Question:
What country will first put a man on Mars and when will they do it?
anonymous
2014-01-27 19:13:34 UTC
Look into your crystal ball. Do you think a Chinese person will first set foot on Mars? An American? A European? And when do you think *whatever* country will do this feat?
Eight answers:
?
2014-01-27 20:04:06 UTC
It will be an international effort, not unlike the ISS, but as others have said probably involving at least China and India in addition.

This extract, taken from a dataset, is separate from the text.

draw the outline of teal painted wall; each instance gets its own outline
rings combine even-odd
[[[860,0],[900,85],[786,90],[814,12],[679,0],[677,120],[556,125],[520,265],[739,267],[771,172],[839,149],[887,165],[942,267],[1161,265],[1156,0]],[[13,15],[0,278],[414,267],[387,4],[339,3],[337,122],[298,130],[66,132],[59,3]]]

Timing? Purely my guess, but I am not totally optimistic, I kind of expect it won't be until 2035-2040.
?
2014-01-28 03:22:54 UTC
I would think that it would be a joint US/European project. It's probably too big and expensive a job for any one country to accomplish in a reasonable time frame. The Chinese have just put a robot on the moon, the US put humans on the moon more than 40 years ago. The Russians' probes to Mars have a bad habit of failing.
DrDave
2014-01-28 04:00:25 UTC
Hard to say but all the hype about Mars One and other such projects are a crock. There is no point sending a human to Mars until we've sent enough probes to find one helluva lot more about it. I'm sure there won't be a manned mission to Mars in the next 100 years and doubtfully 200 years or more.
Donut Tim
2014-01-28 03:29:13 UTC
A manned trip to Mars is presently impossible no matter how much money is thrown at the project. The technology does not yet exist.

If it occurs, it won't be during this century or the next.



We can successfully send UNMANNED small probes to Mars because:

~Light weight probes can be accelerated with limited fuel.

~The travel time does not matter. Long duration slingshot maneuvers may be used. These reduce fuel consumption but extend the one way nine month trip to several years.

~Shielding from deadly cosmic rays is of limited concern.

~There would be no humans aboard that need constant food, water, pressure, oxygen, heat, medical care, recreation, exercise, cleaning etc. – and equipment for each.

~No fuel would be needed to lift off from Mars when the mission is completed.

~No fuel would be needed for a return trip; they do not return.

~If any of the thousands of vital ship systems fail, no life would be lost. The risk can therefore be acceptable.

. .
quantumclaustrophobe
2014-01-28 03:42:20 UTC
I don't think a single country could afford it; I'd lay a bet on a joint effort - which it should be. Right now, if a single nation *could* afford it, I'd bet on China...

And, it's going to take about 15 to 20 years of building and testing before there's boot prints on Mars; I'd say 5 to 10 years before we start...
anonymous
2014-01-28 03:16:31 UTC
Probably the United States, and only when political pressure forces them to do it. We only went to space at all because of the Cold War.
?
2014-01-28 03:38:28 UTC
Andorra will do it on August 4, 2034. There, are you happy with this groundbreaking information?
SSP Bowl Dude
2014-01-28 03:17:25 UTC
It will be a joint venture. USA, EU, Russia, China and India will be involved.